To hear Romano Prodi, the Commission president, speaking about the need to interconnect with the citizenry is to hear a scratchy old record whirring round once again. They said it after Maastricht, they said it when the old Commission collapsed in a shambles, they said it during the row over beef and the CAP and again when the Euro was launched they say it now.
Anyone talking here to voters will realise the extent to which the Brussels world still seems a distant planet, revolving to its own pulses. In different ways, all the national leaders in the EU recognise the depth of the problem. One of the solutions is meant to be the new constitution, which is meant to be ratified before Christmas.

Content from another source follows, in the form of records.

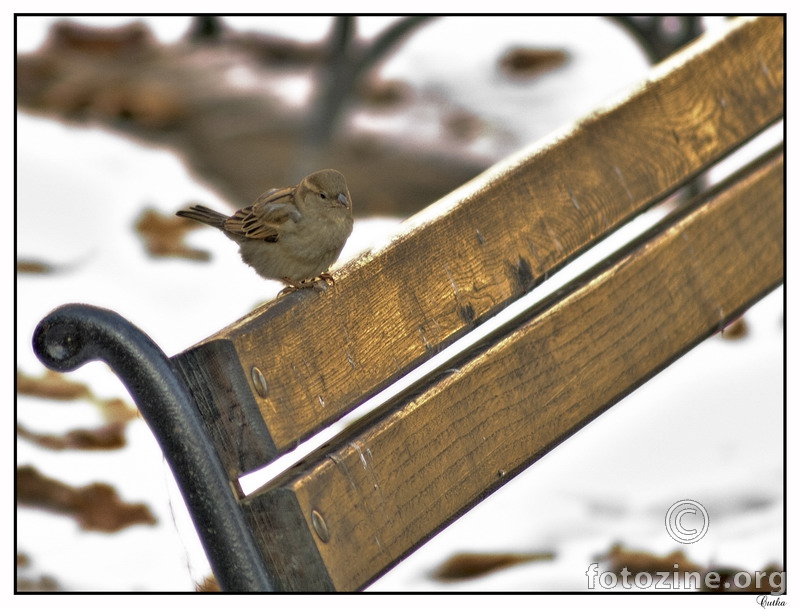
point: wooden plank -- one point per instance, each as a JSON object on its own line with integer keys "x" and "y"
{"x": 378, "y": 491}
{"x": 316, "y": 356}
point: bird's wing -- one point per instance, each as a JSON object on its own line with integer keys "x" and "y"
{"x": 264, "y": 218}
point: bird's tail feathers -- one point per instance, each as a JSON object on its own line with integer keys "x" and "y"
{"x": 203, "y": 214}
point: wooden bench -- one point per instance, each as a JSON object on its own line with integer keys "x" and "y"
{"x": 356, "y": 506}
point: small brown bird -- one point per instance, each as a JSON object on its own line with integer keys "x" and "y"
{"x": 292, "y": 234}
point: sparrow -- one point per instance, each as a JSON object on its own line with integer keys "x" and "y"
{"x": 290, "y": 234}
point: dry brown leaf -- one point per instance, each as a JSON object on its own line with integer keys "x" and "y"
{"x": 209, "y": 584}
{"x": 115, "y": 410}
{"x": 645, "y": 562}
{"x": 467, "y": 564}
{"x": 163, "y": 235}
{"x": 735, "y": 330}
{"x": 525, "y": 63}
{"x": 53, "y": 385}
{"x": 107, "y": 437}
{"x": 96, "y": 507}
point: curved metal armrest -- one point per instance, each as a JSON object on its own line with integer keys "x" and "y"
{"x": 75, "y": 334}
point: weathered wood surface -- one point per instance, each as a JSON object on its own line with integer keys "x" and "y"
{"x": 358, "y": 505}
{"x": 469, "y": 255}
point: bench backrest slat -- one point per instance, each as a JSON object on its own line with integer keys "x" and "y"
{"x": 296, "y": 364}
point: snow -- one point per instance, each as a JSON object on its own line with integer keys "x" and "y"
{"x": 709, "y": 428}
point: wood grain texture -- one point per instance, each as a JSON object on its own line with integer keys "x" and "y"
{"x": 383, "y": 488}
{"x": 472, "y": 253}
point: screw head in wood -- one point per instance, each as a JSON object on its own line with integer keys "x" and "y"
{"x": 259, "y": 382}
{"x": 319, "y": 525}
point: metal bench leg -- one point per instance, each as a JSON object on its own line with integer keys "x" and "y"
{"x": 73, "y": 335}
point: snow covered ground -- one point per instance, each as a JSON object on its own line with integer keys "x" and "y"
{"x": 710, "y": 428}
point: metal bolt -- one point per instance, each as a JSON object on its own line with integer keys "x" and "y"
{"x": 319, "y": 526}
{"x": 259, "y": 382}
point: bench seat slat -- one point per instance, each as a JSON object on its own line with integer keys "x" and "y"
{"x": 382, "y": 488}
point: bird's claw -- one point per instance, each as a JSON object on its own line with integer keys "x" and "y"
{"x": 319, "y": 283}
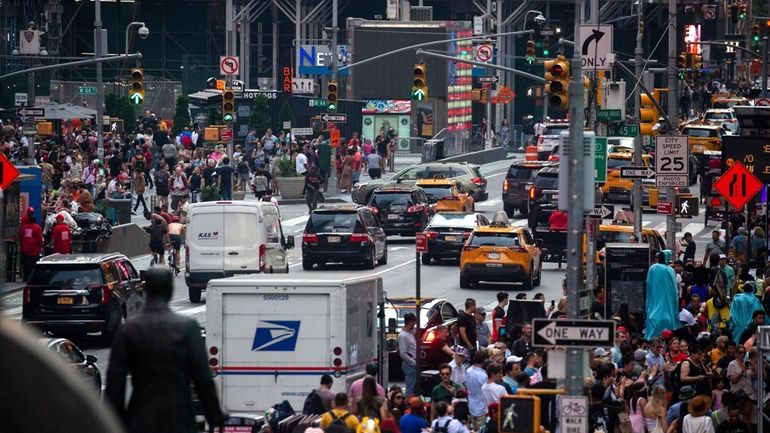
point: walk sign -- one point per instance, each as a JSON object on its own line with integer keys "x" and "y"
{"x": 8, "y": 172}
{"x": 738, "y": 185}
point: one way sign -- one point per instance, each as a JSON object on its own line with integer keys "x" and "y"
{"x": 595, "y": 45}
{"x": 573, "y": 333}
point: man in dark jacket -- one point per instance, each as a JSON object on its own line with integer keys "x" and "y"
{"x": 163, "y": 352}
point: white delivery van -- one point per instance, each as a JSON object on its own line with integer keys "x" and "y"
{"x": 270, "y": 338}
{"x": 225, "y": 238}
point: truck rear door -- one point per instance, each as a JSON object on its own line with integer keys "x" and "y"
{"x": 275, "y": 347}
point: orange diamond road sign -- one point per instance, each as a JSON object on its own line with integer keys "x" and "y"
{"x": 738, "y": 185}
{"x": 8, "y": 173}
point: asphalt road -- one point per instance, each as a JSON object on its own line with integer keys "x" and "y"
{"x": 438, "y": 280}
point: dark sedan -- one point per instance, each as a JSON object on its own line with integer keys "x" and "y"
{"x": 448, "y": 231}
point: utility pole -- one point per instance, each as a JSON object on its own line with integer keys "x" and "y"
{"x": 98, "y": 51}
{"x": 575, "y": 357}
{"x": 672, "y": 113}
{"x": 638, "y": 70}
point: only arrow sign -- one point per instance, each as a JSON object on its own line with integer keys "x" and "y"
{"x": 636, "y": 173}
{"x": 596, "y": 36}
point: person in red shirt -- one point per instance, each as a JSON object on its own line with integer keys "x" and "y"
{"x": 31, "y": 243}
{"x": 61, "y": 236}
{"x": 558, "y": 220}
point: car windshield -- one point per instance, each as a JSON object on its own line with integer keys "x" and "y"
{"x": 69, "y": 276}
{"x": 437, "y": 192}
{"x": 321, "y": 222}
{"x": 444, "y": 219}
{"x": 546, "y": 182}
{"x": 700, "y": 132}
{"x": 495, "y": 239}
{"x": 387, "y": 199}
{"x": 555, "y": 129}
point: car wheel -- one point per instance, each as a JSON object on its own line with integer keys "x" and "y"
{"x": 384, "y": 259}
{"x": 465, "y": 282}
{"x": 195, "y": 294}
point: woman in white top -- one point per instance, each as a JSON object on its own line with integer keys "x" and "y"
{"x": 655, "y": 410}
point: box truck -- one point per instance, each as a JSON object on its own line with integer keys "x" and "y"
{"x": 270, "y": 339}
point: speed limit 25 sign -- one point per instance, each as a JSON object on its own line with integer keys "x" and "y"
{"x": 671, "y": 160}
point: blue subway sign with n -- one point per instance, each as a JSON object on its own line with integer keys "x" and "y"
{"x": 276, "y": 336}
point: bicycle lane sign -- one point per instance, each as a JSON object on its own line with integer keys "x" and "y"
{"x": 573, "y": 414}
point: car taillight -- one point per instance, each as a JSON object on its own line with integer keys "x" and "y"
{"x": 106, "y": 293}
{"x": 359, "y": 237}
{"x": 310, "y": 238}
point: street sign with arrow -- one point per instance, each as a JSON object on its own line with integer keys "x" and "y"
{"x": 573, "y": 333}
{"x": 633, "y": 172}
{"x": 30, "y": 112}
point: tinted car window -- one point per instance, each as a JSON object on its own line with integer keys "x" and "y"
{"x": 321, "y": 222}
{"x": 543, "y": 181}
{"x": 71, "y": 276}
{"x": 495, "y": 239}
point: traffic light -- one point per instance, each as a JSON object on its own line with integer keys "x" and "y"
{"x": 228, "y": 105}
{"x": 648, "y": 114}
{"x": 136, "y": 86}
{"x": 557, "y": 82}
{"x": 531, "y": 51}
{"x": 743, "y": 12}
{"x": 420, "y": 85}
{"x": 331, "y": 96}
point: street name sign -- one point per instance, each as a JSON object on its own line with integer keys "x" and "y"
{"x": 573, "y": 333}
{"x": 8, "y": 172}
{"x": 609, "y": 115}
{"x": 595, "y": 44}
{"x": 672, "y": 155}
{"x": 738, "y": 185}
{"x": 30, "y": 112}
{"x": 622, "y": 130}
{"x": 336, "y": 118}
{"x": 635, "y": 172}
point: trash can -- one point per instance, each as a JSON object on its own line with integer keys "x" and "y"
{"x": 121, "y": 208}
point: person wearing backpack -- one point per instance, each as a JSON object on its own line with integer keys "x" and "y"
{"x": 339, "y": 420}
{"x": 445, "y": 422}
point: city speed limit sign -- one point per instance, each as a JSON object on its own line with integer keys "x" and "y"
{"x": 671, "y": 160}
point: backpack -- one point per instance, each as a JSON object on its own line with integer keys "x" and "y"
{"x": 435, "y": 428}
{"x": 313, "y": 404}
{"x": 338, "y": 424}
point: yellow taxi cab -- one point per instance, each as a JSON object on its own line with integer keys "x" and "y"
{"x": 703, "y": 137}
{"x": 616, "y": 189}
{"x": 501, "y": 253}
{"x": 447, "y": 195}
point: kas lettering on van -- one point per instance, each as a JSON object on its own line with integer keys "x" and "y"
{"x": 276, "y": 336}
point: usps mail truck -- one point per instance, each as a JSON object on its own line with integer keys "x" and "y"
{"x": 270, "y": 338}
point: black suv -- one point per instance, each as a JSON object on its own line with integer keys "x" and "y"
{"x": 543, "y": 196}
{"x": 344, "y": 233}
{"x": 82, "y": 293}
{"x": 402, "y": 210}
{"x": 516, "y": 185}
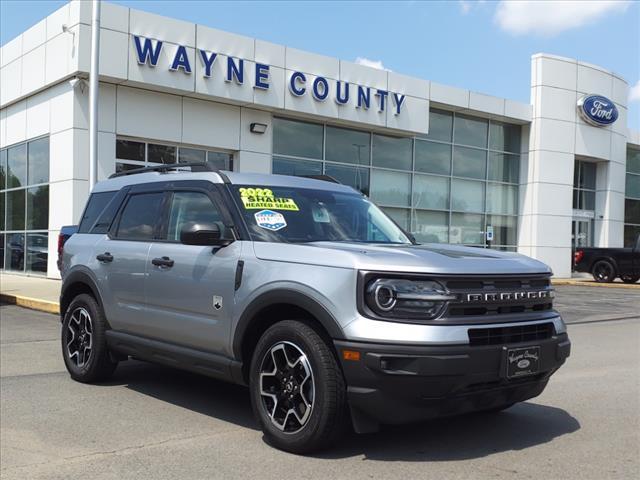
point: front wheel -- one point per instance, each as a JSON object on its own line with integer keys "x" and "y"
{"x": 603, "y": 271}
{"x": 629, "y": 279}
{"x": 84, "y": 343}
{"x": 297, "y": 389}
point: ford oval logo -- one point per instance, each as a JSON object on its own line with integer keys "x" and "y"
{"x": 597, "y": 110}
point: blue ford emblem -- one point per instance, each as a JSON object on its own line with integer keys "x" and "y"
{"x": 597, "y": 110}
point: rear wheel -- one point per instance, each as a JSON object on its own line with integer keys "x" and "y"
{"x": 84, "y": 344}
{"x": 603, "y": 271}
{"x": 629, "y": 279}
{"x": 297, "y": 388}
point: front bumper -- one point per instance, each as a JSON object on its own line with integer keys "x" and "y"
{"x": 394, "y": 384}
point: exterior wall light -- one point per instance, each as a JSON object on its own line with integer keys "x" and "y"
{"x": 258, "y": 127}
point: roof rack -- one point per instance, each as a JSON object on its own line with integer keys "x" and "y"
{"x": 195, "y": 167}
{"x": 326, "y": 178}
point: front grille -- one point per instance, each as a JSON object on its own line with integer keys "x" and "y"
{"x": 495, "y": 286}
{"x": 513, "y": 334}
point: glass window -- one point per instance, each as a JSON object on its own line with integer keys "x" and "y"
{"x": 431, "y": 227}
{"x": 192, "y": 155}
{"x": 467, "y": 229}
{"x": 17, "y": 166}
{"x": 584, "y": 199}
{"x": 357, "y": 177}
{"x": 399, "y": 215}
{"x": 3, "y": 169}
{"x": 95, "y": 206}
{"x": 285, "y": 166}
{"x": 433, "y": 157}
{"x": 15, "y": 210}
{"x": 139, "y": 217}
{"x": 38, "y": 154}
{"x": 631, "y": 211}
{"x": 390, "y": 188}
{"x": 431, "y": 192}
{"x": 191, "y": 207}
{"x": 502, "y": 198}
{"x": 633, "y": 186}
{"x": 37, "y": 252}
{"x": 467, "y": 195}
{"x": 347, "y": 146}
{"x": 504, "y": 137}
{"x": 469, "y": 162}
{"x": 633, "y": 160}
{"x": 440, "y": 125}
{"x": 38, "y": 208}
{"x": 470, "y": 131}
{"x": 165, "y": 154}
{"x": 220, "y": 160}
{"x": 631, "y": 233}
{"x": 504, "y": 229}
{"x": 392, "y": 152}
{"x": 504, "y": 168}
{"x": 14, "y": 252}
{"x": 300, "y": 139}
{"x": 129, "y": 150}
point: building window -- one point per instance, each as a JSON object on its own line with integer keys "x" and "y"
{"x": 447, "y": 186}
{"x": 632, "y": 198}
{"x": 24, "y": 206}
{"x": 132, "y": 154}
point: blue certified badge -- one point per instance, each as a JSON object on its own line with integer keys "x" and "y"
{"x": 270, "y": 220}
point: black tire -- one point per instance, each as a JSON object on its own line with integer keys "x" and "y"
{"x": 629, "y": 279}
{"x": 84, "y": 343}
{"x": 603, "y": 271}
{"x": 289, "y": 341}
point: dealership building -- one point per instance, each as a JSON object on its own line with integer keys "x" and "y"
{"x": 448, "y": 164}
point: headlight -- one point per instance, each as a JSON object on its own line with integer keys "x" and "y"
{"x": 406, "y": 299}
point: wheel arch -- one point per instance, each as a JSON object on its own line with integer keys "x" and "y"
{"x": 273, "y": 306}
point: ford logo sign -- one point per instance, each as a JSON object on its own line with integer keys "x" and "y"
{"x": 597, "y": 110}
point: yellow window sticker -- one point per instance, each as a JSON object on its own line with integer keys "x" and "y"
{"x": 263, "y": 198}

But can anyone really believe that it is a document that inspires enthusiasm. It may reassure ardent pro-Europeans that a clarified and more streamlined bureaucracy will produce better leadership, but it also convinces sceptics that the drive to a "united Europe" is faster and more dangerous than ever. In that atmosphere, such explosions of popular feeling as we've seen in Sweden this weekend are surely inevitable. Once again "the people" will be pitched against the political establishment.
It is very hard to know what governments, or indeed the Commission, can do about this in the short term. In the streets of Europe there is a new kind of politics. Some of it is driven by a frustration with globalisation and the corporate world, fuelling a new leftism, and some of it springs from a more Rightwing-centred dislike of the big and the bureaucratic. Together, this is a potent mixture. A Euro "project" seems distant. European Central Bank governors seem, as they have appeared on the posters on the lampposts of Stockholm, as grey, faraway men with their own concerns.
This is the lesson from Sweden. All the talk about this being a country with its own kind of pragmatism, and some special sense of independence, doesn't meet the case : if politicians elsewhere don't look at the way the referendum has swung decisively No they will miss an important lesson. Looking dispassionately at the argument, it's clear that the Yes campaign simply failed to turn its convictions about future threats to prosperity into a message that seemed relevant or contemporary, whereas the No side was able easily to argue that there was no good reason why Swedes should cede control over an economy which provides such a distinctive and comprehensive welfare state. Any country proposing a referendum, or anyone sitting in Downing Street who may be contemplating one, must find out how to manage that trick. Without it, they are doomed.
The climax of this campaign was, of course, shrouded in the sheer horror of the Lindh murder. But what happened here overnight has even more drama to it than that dreadful event. Stockholm may be different. Cleaner, sharper, more invigorating than most European capitals and to that extent it may seem a place a long way away. No. It's rather close to the heart of things this morning. In Brussels, they know that. The question is: do they kinow what to do about it?